Glatopa has been steadily eating into sales of the shorter duration 20mg Copaxone dosage, but the losses could have been far more severe. A couple years back, Teva successfully converted a large percentage of existing Copaxone patients from a lower dosage that lost patent protection to a longer-lasting 40mg dosage that retained some of the brand's pricing power. 

In the third quarter of 2016, Copaxone sales of about $1.06 billion comprised around 19% of Teva's total revenue, and about 83% of U.S. prescriptions are for the 40mg long-lasting version that is under threat following the latest court decision. When the company provided its 2017 financial outlook recently, it forecast a potential revenue reduction of between $1.0 billion and $1.2 billion for the year. On the bottom line, the company is predicting adjusted earnings to fall between $4.90 and $5.30 this year, but it also thinks incoming generic competition for long-lasting Copaxone could reduce adjusted earnings this year by between $0.65 to $0.85 per share.
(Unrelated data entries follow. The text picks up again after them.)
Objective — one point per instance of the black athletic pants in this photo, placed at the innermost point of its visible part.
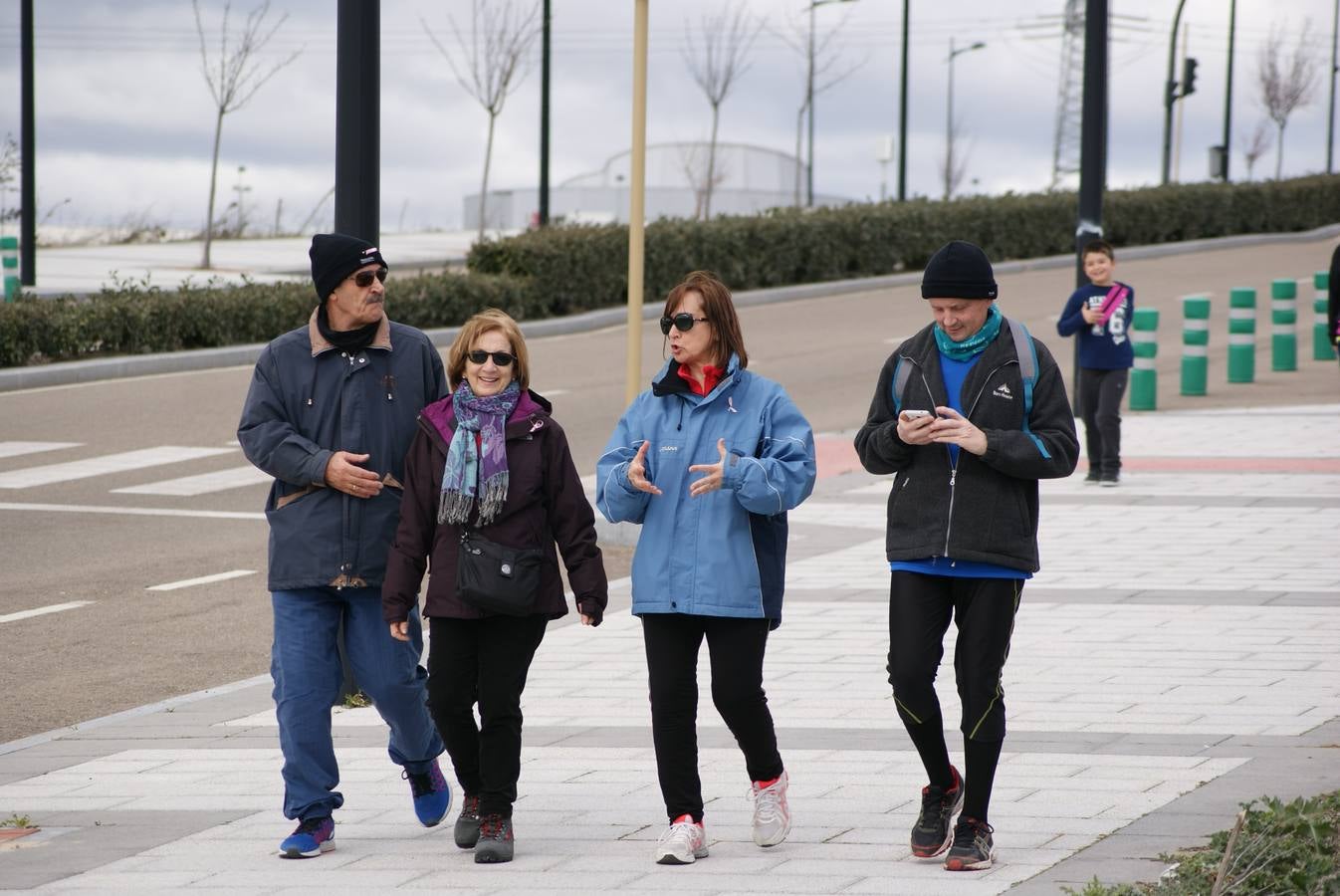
(736, 647)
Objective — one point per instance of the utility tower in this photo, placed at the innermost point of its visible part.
(1065, 144)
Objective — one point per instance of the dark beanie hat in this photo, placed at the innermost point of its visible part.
(959, 271)
(335, 256)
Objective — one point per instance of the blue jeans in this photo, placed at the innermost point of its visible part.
(305, 664)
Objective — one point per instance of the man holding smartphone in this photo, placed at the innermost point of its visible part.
(969, 427)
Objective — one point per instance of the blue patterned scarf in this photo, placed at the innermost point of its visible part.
(975, 343)
(477, 470)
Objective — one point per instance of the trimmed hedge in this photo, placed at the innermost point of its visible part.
(567, 270)
(585, 267)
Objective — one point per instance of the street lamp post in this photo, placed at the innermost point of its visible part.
(949, 116)
(809, 101)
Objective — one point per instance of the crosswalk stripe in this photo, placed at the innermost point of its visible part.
(104, 465)
(235, 477)
(15, 449)
(43, 611)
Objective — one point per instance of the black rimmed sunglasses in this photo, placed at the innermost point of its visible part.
(500, 357)
(682, 322)
(363, 279)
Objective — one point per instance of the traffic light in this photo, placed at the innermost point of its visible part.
(1189, 77)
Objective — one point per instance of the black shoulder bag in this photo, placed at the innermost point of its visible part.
(496, 578)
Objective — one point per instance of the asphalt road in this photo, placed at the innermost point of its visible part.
(81, 540)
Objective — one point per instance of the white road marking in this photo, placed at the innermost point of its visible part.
(104, 465)
(132, 512)
(43, 611)
(202, 580)
(15, 449)
(235, 477)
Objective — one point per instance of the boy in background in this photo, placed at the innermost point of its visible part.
(1100, 314)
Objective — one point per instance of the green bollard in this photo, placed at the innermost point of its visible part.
(1284, 325)
(1196, 344)
(1145, 379)
(1321, 345)
(1241, 335)
(10, 264)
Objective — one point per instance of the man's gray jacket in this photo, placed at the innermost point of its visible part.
(310, 399)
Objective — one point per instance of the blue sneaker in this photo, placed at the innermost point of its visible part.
(432, 794)
(311, 837)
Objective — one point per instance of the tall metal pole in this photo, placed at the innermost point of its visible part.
(27, 157)
(1228, 92)
(637, 186)
(902, 118)
(545, 119)
(1092, 146)
(356, 110)
(1331, 108)
(809, 112)
(1169, 92)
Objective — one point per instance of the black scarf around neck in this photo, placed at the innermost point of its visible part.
(345, 339)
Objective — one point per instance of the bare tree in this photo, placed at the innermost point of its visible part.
(1255, 144)
(496, 59)
(725, 45)
(823, 61)
(1285, 84)
(233, 78)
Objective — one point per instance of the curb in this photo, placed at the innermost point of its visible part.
(88, 371)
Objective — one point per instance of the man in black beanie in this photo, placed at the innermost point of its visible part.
(969, 414)
(330, 414)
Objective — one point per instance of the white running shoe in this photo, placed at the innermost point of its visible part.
(772, 815)
(682, 842)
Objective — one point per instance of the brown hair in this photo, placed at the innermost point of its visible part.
(1100, 247)
(488, 321)
(720, 313)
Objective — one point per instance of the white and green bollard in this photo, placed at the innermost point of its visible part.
(1284, 325)
(1196, 344)
(1145, 379)
(1241, 335)
(1323, 348)
(10, 264)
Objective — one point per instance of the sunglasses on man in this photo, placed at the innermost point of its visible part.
(500, 357)
(682, 322)
(363, 279)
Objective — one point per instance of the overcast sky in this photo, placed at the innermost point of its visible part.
(124, 119)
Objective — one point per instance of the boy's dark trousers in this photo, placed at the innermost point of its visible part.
(1100, 408)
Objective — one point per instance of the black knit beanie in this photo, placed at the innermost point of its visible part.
(959, 271)
(335, 256)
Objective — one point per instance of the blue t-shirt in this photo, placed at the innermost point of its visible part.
(1102, 345)
(955, 372)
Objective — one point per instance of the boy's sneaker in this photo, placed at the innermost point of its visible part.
(468, 824)
(932, 833)
(496, 841)
(973, 848)
(311, 837)
(772, 815)
(684, 842)
(432, 793)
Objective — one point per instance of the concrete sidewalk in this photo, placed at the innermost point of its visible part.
(1174, 658)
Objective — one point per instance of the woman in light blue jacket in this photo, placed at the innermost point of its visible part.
(709, 460)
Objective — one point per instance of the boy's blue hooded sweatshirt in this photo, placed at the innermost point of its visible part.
(723, 554)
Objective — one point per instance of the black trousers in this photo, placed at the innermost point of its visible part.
(485, 662)
(736, 647)
(1100, 408)
(920, 611)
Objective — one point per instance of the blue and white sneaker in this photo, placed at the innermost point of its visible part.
(311, 837)
(432, 794)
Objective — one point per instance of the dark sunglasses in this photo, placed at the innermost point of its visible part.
(682, 322)
(363, 279)
(500, 357)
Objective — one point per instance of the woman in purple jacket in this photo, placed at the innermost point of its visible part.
(488, 458)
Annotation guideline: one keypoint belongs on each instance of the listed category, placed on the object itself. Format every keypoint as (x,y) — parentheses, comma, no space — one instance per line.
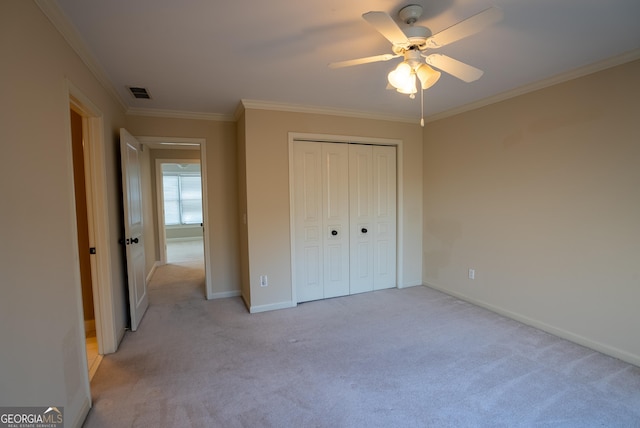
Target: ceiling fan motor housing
(411,13)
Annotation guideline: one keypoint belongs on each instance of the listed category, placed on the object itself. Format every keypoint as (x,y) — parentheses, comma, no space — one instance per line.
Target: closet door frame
(325,138)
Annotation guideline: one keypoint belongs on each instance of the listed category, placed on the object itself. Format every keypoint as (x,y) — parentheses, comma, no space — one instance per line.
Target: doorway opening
(179,193)
(78,133)
(183,240)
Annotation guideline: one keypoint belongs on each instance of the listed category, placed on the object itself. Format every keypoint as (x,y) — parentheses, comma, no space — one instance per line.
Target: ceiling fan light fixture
(403,79)
(427,75)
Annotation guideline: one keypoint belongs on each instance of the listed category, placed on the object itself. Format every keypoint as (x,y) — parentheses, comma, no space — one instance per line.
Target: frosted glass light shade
(427,75)
(403,79)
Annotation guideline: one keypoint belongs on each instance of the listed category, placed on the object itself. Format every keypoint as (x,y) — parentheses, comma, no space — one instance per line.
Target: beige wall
(42,357)
(541,195)
(267,195)
(222,189)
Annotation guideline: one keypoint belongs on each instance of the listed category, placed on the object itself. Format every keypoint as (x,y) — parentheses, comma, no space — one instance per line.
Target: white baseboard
(82,414)
(223,294)
(89,325)
(272,307)
(152,271)
(564,334)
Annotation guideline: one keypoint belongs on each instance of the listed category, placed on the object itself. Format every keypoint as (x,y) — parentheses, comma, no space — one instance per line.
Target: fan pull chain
(422,107)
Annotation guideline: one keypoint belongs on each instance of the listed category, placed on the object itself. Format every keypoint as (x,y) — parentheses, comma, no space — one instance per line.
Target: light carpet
(395,358)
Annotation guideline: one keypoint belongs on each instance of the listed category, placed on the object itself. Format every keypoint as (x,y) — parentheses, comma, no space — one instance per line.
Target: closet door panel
(335,197)
(308,218)
(361,217)
(384,207)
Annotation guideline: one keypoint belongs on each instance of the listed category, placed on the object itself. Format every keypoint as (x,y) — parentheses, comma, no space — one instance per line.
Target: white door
(361,218)
(133,222)
(321,215)
(384,217)
(335,204)
(307,206)
(344,214)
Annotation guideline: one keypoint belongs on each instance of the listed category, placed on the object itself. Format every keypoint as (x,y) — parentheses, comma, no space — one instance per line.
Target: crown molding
(300,108)
(180,114)
(52,10)
(541,84)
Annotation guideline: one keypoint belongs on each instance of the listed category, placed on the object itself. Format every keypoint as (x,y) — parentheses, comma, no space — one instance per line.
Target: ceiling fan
(411,43)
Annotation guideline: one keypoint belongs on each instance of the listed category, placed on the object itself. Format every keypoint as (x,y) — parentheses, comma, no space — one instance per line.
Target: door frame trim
(162,236)
(206,224)
(328,138)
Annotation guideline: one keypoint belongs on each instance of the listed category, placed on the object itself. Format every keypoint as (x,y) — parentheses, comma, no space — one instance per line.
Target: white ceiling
(204,56)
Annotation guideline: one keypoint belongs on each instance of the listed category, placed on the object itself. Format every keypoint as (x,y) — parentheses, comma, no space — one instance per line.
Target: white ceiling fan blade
(458,69)
(466,28)
(366,60)
(386,26)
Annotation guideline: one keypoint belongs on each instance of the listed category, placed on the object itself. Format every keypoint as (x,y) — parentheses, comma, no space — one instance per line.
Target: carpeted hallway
(395,358)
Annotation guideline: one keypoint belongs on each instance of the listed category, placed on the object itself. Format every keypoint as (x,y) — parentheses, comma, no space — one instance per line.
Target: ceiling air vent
(140,93)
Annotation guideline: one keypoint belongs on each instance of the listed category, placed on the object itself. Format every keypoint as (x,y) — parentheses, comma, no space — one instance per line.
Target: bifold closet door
(344,202)
(372,196)
(321,216)
(384,217)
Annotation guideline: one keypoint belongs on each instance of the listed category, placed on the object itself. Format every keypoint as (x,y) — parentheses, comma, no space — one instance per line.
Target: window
(182,197)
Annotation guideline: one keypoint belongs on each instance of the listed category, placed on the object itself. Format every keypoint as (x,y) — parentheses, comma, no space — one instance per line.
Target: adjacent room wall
(41,327)
(266,152)
(540,194)
(222,188)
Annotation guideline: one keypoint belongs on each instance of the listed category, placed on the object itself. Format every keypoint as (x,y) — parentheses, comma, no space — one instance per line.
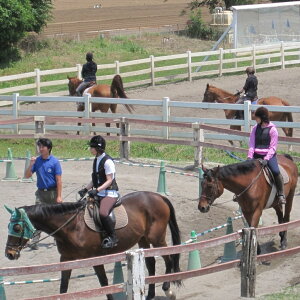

After sliding for over a year, shares of Teva are low enough that an abrupt loss of Copaxone sales in the U.S. already seems priced in. The stock is trading at just 6.5 times this year's earnings estimates. Although it hasn't risen its quarterly dividend payment of $0.34 in more than a year, at recent prices the stock offers a tempting 4% yield. Dividend payments over the past four quarters required just 28% of free cash flow generated over the same period, which means the distribution will remain on solid ground even if Copaxone sales fall off a cliff this year. The stock might fall further, but those dividend payments could make holding on a lot easier while waiting to see how the latest court decision shakes out.